Ille-et-Vilaine : mobilisation en vue contre l’aménagement du site mégalithique de la Roche-aux-Fées
Ille-et-Vilaine : mobilisation en vue contre l’aménagement du site mégalithique de la Roche-aux-Fées

Dans le petit village d’Essé, près de Vitré, le projet de réaménagement du célèbre site de la Roche-aux-Fées cristallise les tensions. Alors que la communauté de communes a relancé en 2025 un projet modifié pour valoriser ce monument préhistorique classé depuis 1840, un collectif local et une association environnementale s’y opposent fermement. Une mobilisation est d’ores et déjà annoncée pour le dimanche 24 août.

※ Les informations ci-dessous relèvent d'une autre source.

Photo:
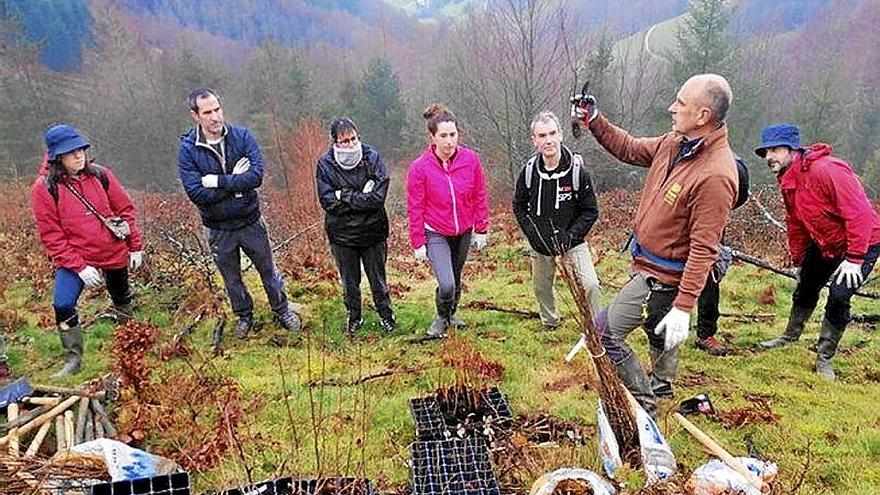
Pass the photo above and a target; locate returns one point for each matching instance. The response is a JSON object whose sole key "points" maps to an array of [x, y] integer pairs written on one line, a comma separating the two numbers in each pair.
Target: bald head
{"points": [[714, 92]]}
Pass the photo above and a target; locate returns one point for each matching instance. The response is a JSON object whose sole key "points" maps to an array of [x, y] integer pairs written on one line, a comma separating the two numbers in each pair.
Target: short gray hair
{"points": [[545, 116]]}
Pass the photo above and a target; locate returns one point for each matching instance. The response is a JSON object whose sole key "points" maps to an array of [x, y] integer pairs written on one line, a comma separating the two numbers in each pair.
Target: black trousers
{"points": [[373, 258]]}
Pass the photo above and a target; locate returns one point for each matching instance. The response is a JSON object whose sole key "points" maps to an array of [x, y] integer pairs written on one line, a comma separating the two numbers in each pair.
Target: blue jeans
{"points": [[68, 287], [253, 239]]}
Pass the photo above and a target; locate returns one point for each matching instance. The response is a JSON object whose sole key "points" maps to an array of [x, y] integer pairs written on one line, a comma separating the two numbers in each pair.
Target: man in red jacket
{"points": [[833, 233]]}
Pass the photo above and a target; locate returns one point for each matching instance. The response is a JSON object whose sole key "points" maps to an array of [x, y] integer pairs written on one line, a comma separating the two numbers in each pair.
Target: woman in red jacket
{"points": [[86, 223], [448, 209]]}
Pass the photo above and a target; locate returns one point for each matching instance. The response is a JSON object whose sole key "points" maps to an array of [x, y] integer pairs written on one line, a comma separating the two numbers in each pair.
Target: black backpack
{"points": [[52, 186], [743, 172]]}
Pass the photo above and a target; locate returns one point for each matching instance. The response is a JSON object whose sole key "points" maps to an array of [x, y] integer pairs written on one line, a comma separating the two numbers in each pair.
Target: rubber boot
{"points": [[829, 337], [438, 327], [637, 382], [454, 320], [72, 342], [664, 368], [793, 330]]}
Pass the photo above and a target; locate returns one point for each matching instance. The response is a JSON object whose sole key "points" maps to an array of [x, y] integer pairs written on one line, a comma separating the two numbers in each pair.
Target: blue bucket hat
{"points": [[778, 135], [63, 138]]}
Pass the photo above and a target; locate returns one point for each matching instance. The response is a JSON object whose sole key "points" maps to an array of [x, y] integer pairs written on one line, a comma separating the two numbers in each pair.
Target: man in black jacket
{"points": [[352, 184], [556, 207]]}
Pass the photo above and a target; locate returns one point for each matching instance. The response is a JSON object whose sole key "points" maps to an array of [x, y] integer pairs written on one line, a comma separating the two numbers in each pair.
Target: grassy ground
{"points": [[827, 433]]}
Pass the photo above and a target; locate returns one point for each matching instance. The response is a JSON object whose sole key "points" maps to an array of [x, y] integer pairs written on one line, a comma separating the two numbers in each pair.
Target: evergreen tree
{"points": [[379, 110]]}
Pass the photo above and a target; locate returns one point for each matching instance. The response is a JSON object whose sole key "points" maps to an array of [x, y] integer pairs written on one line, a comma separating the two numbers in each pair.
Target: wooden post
{"points": [[722, 454], [47, 416], [38, 439], [12, 414], [82, 414], [59, 434], [68, 430]]}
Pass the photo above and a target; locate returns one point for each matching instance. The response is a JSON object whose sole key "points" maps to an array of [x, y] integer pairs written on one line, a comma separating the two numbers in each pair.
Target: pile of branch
{"points": [[38, 413], [603, 377]]}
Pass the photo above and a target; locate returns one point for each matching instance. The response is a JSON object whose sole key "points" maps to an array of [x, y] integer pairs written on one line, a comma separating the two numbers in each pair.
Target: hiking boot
{"points": [[72, 343], [244, 326], [829, 337], [352, 326], [712, 346], [388, 325], [438, 327], [793, 330], [288, 319]]}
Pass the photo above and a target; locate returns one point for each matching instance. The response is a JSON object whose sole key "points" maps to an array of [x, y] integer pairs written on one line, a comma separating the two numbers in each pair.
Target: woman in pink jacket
{"points": [[86, 223], [448, 209]]}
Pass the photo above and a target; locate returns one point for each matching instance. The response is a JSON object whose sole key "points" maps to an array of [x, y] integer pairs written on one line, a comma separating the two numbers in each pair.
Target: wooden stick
{"points": [[51, 389], [108, 427], [68, 430], [42, 401], [722, 454], [38, 439], [47, 416], [60, 444], [99, 428], [12, 415], [80, 431]]}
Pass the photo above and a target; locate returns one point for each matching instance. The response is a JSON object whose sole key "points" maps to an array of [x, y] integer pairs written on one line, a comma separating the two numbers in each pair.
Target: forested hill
{"points": [[64, 26]]}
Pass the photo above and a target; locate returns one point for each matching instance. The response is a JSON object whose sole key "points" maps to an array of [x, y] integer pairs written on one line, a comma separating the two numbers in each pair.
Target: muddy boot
{"points": [[664, 368], [793, 330], [454, 320], [72, 342], [438, 327], [637, 382], [827, 347]]}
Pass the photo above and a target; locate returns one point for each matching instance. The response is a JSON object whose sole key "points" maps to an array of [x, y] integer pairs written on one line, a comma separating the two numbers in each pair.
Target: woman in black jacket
{"points": [[352, 184]]}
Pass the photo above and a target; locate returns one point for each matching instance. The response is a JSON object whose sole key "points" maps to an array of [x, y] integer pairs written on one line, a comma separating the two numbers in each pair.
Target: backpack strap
{"points": [[530, 169], [577, 162]]}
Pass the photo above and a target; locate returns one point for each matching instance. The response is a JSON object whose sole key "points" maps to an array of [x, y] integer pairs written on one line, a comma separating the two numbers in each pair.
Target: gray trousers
{"points": [[447, 255], [254, 241], [544, 274], [643, 301], [349, 260]]}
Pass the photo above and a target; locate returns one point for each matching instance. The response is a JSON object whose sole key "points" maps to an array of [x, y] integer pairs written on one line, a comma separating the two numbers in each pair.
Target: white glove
{"points": [[210, 181], [241, 166], [479, 241], [421, 254], [849, 272], [677, 324], [91, 276], [135, 260]]}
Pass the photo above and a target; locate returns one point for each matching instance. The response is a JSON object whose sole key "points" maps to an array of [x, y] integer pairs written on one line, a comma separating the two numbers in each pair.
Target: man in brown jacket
{"points": [[688, 194]]}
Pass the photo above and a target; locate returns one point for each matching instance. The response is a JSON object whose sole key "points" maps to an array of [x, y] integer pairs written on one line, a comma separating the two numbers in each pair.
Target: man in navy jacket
{"points": [[221, 168]]}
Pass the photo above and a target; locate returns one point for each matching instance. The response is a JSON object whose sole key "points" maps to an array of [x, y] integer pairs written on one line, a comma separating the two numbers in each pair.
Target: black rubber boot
{"points": [[793, 330], [72, 342], [829, 337], [664, 368], [637, 382], [454, 320]]}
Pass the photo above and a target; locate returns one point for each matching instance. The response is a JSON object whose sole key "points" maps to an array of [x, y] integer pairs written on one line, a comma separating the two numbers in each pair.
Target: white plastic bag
{"points": [[124, 462], [717, 478], [547, 482], [657, 458]]}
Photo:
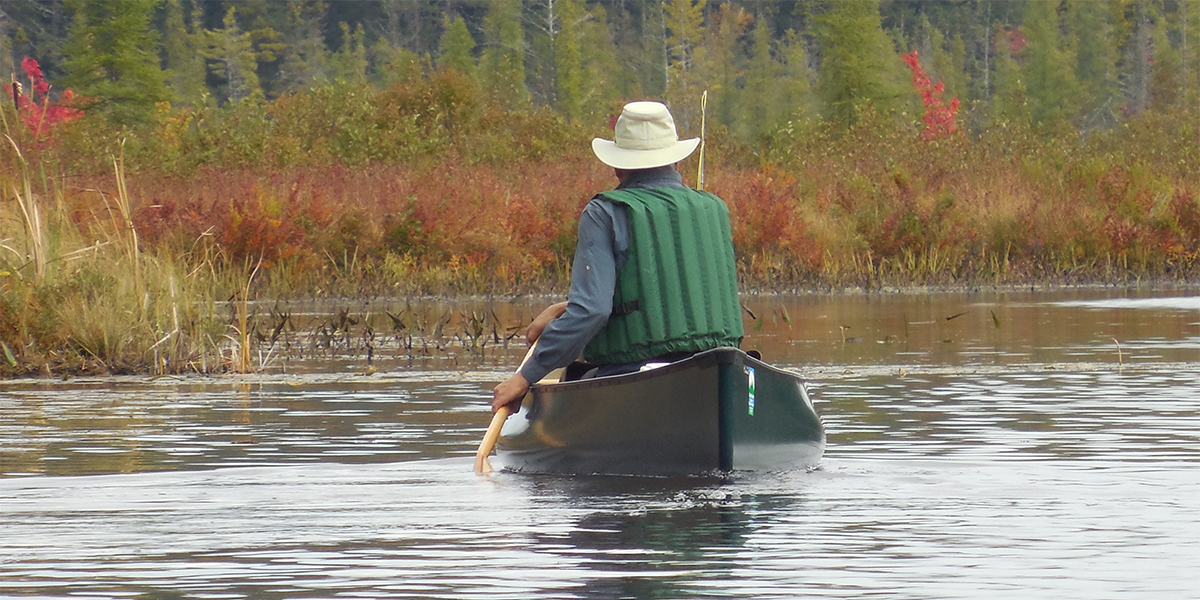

Un site millénaire menacé selon les opposants

Longue de 20 mètres, l’allée couverte de la Roche-aux-Fées attire chaque année 25 000 visiteurs. Mais pour le collectif éponyme et l’association La Nature en Ville, le projet de requalification envisagé par Roche aux Fées communauté trahit la vocation patrimoniale du lieu. Ces détracteurs accusent la collectivité de chercher à « marchandiser au maximum le dolmen », avec notamment la création de parkings pour les cars de touristes, un verger et une recomposition végétale autour d’une zone d’accueil. Selon eux, ces aménagements porteraient atteinte à la biodiversité, fragiliseraient les structures du site et accentueraient les risques de fissures dues au piétinement et aux vibrations. La coupe d’arbres prévue pour les travaux cristallise particulièrement la colère. Ils redoutent aussi une explosion de la fréquentation, estimée à 35 000 visiteurs par an dans les documents du permis d’aménager.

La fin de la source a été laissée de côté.